1 research outputs found
A Utilization Model for Optimization of Checkpoint Intervals in Distributed Stream Processing Systems
State-of-the-art distributed stream processing systems such as Apache Flink
and Storm have recently included checkpointing to provide fault-tolerance for
stateful applications. This is a necessary eventuality as these systems head
into the Exascale regime, and is evidently more efficient than replication as
state size grows. However current systems use a nominal value for the
checkpoint interval, indicative of assuming roughly 1 failure every 19 days,
that does not take into account the salient aspects of the checkpoint process,
nor the system scale, which can readily lead to inefficient system operation.

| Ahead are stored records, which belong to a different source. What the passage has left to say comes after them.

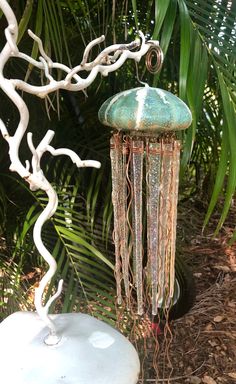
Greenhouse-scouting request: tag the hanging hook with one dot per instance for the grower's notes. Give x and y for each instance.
(154, 59)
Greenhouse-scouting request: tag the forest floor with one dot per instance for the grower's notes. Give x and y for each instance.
(203, 348)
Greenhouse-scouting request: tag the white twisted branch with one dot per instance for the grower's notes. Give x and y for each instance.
(110, 59)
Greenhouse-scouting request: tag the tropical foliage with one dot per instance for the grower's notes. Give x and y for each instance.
(198, 41)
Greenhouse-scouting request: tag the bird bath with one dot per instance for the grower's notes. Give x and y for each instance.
(89, 352)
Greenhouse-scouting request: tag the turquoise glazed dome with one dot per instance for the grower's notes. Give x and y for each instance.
(145, 109)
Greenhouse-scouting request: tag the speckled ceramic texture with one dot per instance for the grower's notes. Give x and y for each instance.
(145, 109)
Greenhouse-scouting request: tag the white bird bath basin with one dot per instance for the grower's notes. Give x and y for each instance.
(89, 352)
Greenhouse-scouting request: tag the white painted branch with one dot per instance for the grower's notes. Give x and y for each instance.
(110, 59)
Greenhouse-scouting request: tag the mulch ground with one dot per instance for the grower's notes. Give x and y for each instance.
(203, 348)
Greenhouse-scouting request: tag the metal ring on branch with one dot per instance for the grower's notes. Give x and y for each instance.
(154, 59)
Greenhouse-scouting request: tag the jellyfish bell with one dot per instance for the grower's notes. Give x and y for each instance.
(145, 157)
(88, 351)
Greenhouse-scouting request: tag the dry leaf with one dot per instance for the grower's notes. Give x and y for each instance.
(223, 268)
(194, 380)
(218, 319)
(208, 380)
(208, 327)
(232, 374)
(212, 343)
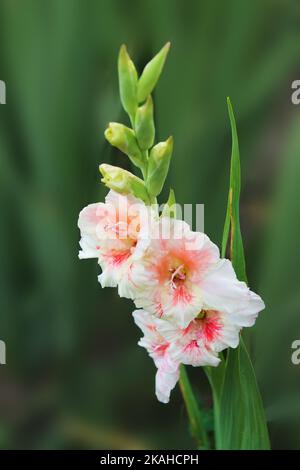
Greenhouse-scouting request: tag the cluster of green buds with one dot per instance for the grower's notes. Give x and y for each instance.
(137, 142)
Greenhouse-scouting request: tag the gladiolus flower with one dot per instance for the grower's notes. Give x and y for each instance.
(167, 374)
(182, 273)
(114, 232)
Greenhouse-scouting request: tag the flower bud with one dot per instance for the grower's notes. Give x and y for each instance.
(151, 74)
(123, 182)
(158, 166)
(144, 125)
(128, 80)
(124, 139)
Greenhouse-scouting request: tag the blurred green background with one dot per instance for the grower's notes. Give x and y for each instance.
(75, 377)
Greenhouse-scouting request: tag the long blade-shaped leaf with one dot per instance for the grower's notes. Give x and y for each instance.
(242, 423)
(195, 416)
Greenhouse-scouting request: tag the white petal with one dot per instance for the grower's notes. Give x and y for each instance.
(167, 376)
(224, 292)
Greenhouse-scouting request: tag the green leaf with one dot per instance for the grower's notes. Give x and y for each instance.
(169, 209)
(151, 73)
(239, 415)
(232, 228)
(128, 80)
(158, 166)
(195, 417)
(144, 125)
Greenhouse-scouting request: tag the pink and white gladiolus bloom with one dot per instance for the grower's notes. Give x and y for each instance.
(116, 233)
(182, 274)
(158, 347)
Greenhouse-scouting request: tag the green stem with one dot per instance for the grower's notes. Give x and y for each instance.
(193, 410)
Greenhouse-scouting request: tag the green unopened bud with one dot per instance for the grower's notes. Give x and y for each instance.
(124, 139)
(144, 125)
(158, 166)
(128, 80)
(151, 74)
(123, 182)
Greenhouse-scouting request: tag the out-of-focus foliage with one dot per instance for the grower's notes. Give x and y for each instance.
(74, 375)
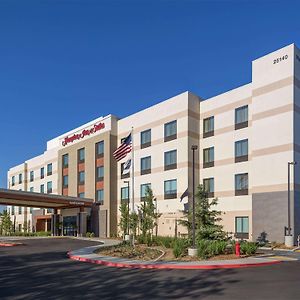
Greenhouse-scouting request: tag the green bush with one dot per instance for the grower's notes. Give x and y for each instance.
(248, 248)
(180, 247)
(208, 248)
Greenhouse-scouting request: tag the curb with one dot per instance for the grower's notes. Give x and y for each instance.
(9, 244)
(169, 266)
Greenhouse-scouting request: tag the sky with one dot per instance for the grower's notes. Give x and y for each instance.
(64, 63)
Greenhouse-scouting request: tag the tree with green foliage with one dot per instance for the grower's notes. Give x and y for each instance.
(149, 214)
(124, 220)
(206, 218)
(6, 224)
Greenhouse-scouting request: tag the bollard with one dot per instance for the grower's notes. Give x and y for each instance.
(237, 248)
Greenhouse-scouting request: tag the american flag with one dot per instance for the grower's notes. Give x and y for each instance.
(124, 148)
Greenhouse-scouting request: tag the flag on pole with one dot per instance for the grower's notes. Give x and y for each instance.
(126, 167)
(185, 194)
(123, 149)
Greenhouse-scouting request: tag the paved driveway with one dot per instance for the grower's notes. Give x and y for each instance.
(41, 270)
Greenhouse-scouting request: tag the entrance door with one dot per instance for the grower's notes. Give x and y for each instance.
(70, 226)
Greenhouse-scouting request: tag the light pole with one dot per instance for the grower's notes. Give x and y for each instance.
(293, 163)
(193, 252)
(128, 222)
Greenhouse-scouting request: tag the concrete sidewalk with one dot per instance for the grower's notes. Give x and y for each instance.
(87, 255)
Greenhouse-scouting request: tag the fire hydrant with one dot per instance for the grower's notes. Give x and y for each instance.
(237, 248)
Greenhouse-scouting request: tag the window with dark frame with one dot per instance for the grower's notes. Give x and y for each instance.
(241, 117)
(170, 131)
(49, 187)
(49, 169)
(100, 173)
(242, 227)
(42, 172)
(125, 194)
(208, 127)
(31, 176)
(100, 196)
(81, 177)
(208, 157)
(144, 189)
(170, 189)
(65, 181)
(241, 184)
(123, 176)
(100, 149)
(170, 160)
(65, 160)
(146, 138)
(241, 151)
(81, 155)
(145, 165)
(209, 187)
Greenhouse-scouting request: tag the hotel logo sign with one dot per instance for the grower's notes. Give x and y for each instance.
(85, 132)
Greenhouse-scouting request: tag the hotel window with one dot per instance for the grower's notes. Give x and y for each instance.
(49, 169)
(125, 194)
(31, 176)
(100, 173)
(65, 181)
(81, 177)
(146, 138)
(241, 150)
(170, 160)
(123, 176)
(241, 117)
(81, 155)
(20, 178)
(100, 149)
(170, 131)
(170, 187)
(208, 127)
(42, 172)
(146, 165)
(100, 196)
(208, 157)
(209, 186)
(49, 187)
(242, 227)
(241, 184)
(144, 189)
(65, 160)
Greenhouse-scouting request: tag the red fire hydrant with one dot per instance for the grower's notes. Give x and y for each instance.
(237, 248)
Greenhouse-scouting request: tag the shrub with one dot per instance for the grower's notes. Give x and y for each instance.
(208, 248)
(180, 247)
(248, 248)
(90, 234)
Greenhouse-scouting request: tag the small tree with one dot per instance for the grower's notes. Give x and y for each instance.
(206, 218)
(149, 215)
(6, 223)
(124, 220)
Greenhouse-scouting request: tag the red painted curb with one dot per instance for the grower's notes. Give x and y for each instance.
(8, 244)
(170, 266)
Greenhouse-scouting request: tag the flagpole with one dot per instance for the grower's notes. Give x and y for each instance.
(132, 179)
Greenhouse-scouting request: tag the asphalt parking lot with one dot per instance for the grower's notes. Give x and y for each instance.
(40, 269)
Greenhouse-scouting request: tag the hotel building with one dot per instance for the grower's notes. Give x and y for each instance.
(245, 139)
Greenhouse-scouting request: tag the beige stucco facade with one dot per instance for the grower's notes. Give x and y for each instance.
(273, 107)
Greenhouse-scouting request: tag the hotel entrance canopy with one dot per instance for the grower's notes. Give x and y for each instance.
(31, 199)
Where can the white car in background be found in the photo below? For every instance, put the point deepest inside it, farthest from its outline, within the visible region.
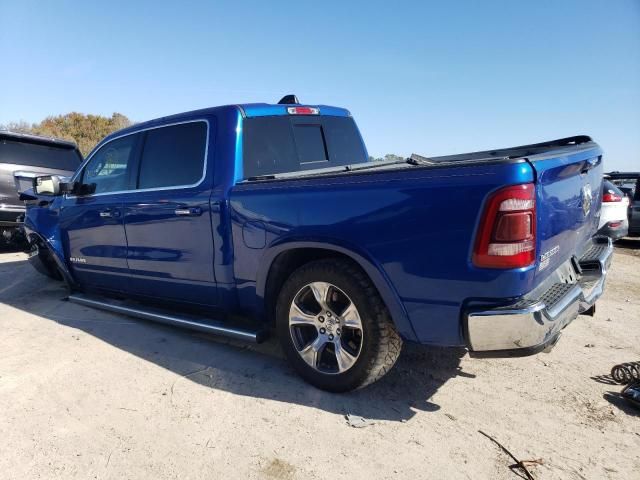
(614, 221)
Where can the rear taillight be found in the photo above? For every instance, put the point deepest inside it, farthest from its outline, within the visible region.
(611, 197)
(507, 233)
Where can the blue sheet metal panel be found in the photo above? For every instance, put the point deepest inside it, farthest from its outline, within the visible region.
(415, 225)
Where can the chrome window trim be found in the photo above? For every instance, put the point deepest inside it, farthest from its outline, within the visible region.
(155, 189)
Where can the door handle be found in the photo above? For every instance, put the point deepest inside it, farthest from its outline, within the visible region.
(108, 213)
(188, 211)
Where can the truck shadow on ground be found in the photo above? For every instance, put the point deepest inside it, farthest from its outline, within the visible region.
(250, 370)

To address this shortcoming, we provide a rigorous derivation of utilization --
the fraction of total time available for the system to do useful work -- that
incorporates checkpoint interval, failure rate, checkpoint cost, failure
detection and restart cost, depth of the system topology and message delay. Our
model yields an elegant expression for utilization and provides an optimal
checkpoint interval given these parameters, interestingly showing it to be
dependent only on checkpoint cost and failure rate. We confirm the accuracy and
efficacy of our model through experiments with Apache Flink, where we obtain
improvements in system utilization for every case, especially as the system
size increases. Our model provides a solid theoretical basis for the analysis
and optimization of more elaborate checkpointing approaches